A partir du moment ou l'état est dans le déni du handicape, disons qu'il est difficile de penser qu'il (l'état) ne fera que produire de l'économie en dehors de ces questions.

L'insertion, les financements, franchement c'est une ritournelle!

J'ai eu l'occasion de le voir dans la techno, c'est une question de personne, et non d'opportunité.

Et comme tout les matins je vois une personne aveugle que j'aide a traverser a un feu avec plusieurs routes, a paris et qu'elle doit attendre que quelqu'une passe a côté d'elle, car pas d'avertisseur sonore, disons que venir ensuite expliquer que ce serait une opportunité, pour qui?

Cela fait bien longtemps que l'état et l'économie marginalise le handicape, alors les beaux mots, c'est bon pour la com, les faits démontrent ne serait ce qu'a l'école, comment cette mystification langagière donnera du vide.

Sinon oui pour les start up et autres entreprises qui aurons les fonds pour faire, mais dire n'est pas faire.

faire face mieux vivre avec le handicap 2017

"Plus de 510 000 travailleurs en situation de handicap étaient inscrits à Pôle Emploi en décembre 2017. En un an, leur nombre a augmenté deux fois plus vite que celui de l’ensemble des demandeurs d’emploi."

talenteo:

"Celles qui ont un emploi:Elles sont 938 000 … sur 2,7 millions de personnes
reconnues handicapées. (casi 40% au chômage).

Le niveau d’éducation est révélateur: seulement 24% ont une qualification niveau Bac ou plus (alors que 49% de la population a un niveau d’étude supérieur).

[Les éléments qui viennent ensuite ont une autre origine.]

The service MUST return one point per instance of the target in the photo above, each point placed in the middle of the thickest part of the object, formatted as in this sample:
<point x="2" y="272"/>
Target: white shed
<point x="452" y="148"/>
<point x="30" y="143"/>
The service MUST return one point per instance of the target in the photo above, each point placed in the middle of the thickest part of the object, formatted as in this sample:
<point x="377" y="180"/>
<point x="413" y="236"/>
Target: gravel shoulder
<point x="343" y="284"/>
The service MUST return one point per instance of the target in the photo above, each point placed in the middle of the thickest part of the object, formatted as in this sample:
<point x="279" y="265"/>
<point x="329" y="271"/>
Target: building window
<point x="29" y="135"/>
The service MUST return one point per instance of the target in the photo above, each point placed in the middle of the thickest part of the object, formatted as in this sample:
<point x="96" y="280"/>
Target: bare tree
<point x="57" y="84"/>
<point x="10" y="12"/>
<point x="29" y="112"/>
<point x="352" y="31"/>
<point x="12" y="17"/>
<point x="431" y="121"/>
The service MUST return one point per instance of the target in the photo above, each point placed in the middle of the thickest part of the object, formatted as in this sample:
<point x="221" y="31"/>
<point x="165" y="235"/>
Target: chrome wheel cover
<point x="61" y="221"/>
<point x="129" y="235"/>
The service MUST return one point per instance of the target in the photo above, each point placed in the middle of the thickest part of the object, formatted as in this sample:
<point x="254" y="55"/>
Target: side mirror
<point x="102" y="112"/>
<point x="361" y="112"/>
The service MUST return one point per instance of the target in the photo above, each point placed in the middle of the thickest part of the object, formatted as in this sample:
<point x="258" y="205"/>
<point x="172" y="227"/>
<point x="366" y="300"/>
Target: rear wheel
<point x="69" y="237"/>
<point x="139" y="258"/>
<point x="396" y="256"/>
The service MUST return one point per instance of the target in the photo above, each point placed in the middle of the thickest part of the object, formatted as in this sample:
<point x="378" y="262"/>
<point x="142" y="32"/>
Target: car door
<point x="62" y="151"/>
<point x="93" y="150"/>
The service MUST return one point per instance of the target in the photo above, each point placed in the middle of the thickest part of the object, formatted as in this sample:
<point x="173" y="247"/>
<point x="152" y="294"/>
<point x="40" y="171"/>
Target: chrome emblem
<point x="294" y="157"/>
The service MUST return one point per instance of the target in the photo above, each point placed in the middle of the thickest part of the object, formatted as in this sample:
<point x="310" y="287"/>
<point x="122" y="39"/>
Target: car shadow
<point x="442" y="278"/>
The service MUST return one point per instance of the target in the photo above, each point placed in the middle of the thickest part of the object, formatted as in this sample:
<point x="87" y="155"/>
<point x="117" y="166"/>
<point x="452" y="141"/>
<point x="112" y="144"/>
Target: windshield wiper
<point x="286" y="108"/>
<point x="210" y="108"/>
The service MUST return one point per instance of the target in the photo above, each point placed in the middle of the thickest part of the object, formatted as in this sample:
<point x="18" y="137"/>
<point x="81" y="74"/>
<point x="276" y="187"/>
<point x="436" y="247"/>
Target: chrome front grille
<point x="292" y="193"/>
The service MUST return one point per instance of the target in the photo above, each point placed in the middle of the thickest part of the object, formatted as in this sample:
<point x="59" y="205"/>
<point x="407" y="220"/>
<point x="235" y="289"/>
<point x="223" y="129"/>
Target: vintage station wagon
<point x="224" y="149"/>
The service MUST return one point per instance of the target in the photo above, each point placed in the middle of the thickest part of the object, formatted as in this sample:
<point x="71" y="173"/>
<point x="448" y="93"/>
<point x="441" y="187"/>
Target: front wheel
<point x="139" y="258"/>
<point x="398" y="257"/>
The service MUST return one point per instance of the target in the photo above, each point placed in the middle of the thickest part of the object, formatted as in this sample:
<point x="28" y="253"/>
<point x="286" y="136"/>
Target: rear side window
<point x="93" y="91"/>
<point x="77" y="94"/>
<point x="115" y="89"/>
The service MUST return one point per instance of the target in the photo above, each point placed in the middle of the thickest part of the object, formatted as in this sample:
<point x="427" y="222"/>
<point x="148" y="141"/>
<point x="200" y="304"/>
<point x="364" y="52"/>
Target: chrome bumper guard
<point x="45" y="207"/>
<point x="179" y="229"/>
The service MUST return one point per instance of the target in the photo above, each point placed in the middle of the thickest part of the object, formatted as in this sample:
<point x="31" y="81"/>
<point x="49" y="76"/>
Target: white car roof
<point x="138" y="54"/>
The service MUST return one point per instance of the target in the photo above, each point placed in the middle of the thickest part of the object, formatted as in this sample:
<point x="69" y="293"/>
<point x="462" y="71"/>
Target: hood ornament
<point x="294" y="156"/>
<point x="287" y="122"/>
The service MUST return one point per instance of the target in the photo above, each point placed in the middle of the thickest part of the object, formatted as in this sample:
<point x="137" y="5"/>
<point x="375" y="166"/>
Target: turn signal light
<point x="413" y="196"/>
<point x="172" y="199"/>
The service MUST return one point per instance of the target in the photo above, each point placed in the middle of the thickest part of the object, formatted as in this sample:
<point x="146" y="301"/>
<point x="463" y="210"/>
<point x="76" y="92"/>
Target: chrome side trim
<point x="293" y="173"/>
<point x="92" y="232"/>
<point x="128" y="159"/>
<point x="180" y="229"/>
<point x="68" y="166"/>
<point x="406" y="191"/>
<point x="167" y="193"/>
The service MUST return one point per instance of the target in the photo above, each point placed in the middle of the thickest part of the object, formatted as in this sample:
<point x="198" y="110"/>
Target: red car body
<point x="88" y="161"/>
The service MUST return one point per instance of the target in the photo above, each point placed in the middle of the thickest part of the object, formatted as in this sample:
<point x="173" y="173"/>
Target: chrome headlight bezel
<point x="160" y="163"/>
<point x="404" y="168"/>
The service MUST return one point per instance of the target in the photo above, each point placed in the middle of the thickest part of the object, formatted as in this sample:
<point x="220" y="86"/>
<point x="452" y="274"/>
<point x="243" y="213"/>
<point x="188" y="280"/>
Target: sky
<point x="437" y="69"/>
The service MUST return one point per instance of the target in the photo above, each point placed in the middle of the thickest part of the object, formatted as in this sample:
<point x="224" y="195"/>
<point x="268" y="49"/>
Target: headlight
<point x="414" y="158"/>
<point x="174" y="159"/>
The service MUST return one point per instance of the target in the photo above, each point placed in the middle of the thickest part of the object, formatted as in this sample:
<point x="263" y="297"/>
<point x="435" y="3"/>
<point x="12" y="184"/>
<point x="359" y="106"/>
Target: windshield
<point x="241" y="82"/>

Le taux de chômeurs handicapés augmente: + 4,7% par rapport à 2016, et donc 513 505 personnes sont sans travail (à fin 2017). 49% de ces demandeurs d’emploi ont 50 ans et plus (contre 25% pour la population globale).

L’inégalité se fait également ressentir quant à la durée du chômage: 57% sont sans emploi depuis 1 an (45% pour la globalité des demandeurs), et ils restent plus longtemps au chômage: 804 jours contre 602 pour les valides.

Si elles sont majoritairement dans le privé (70%), 119 051 personnes travaillent dans un ESAT et 34 229 dans une Entreprise Adaptée. Seulement 8% travaillent en indépendant.

Bon, il me semble que les chiffres parlent d'eux mêmes !!!
a écrit le 12/11/2019 à 12:58 :
Le robot commandant de chez amazone a besoin d'un humain en totale possession de ses moyens pour l’exploiter jusqu'à ce qu'ils soit rincé.

La robotique, le numérique il y avait la théorie... et maintenant nous avons la pratique.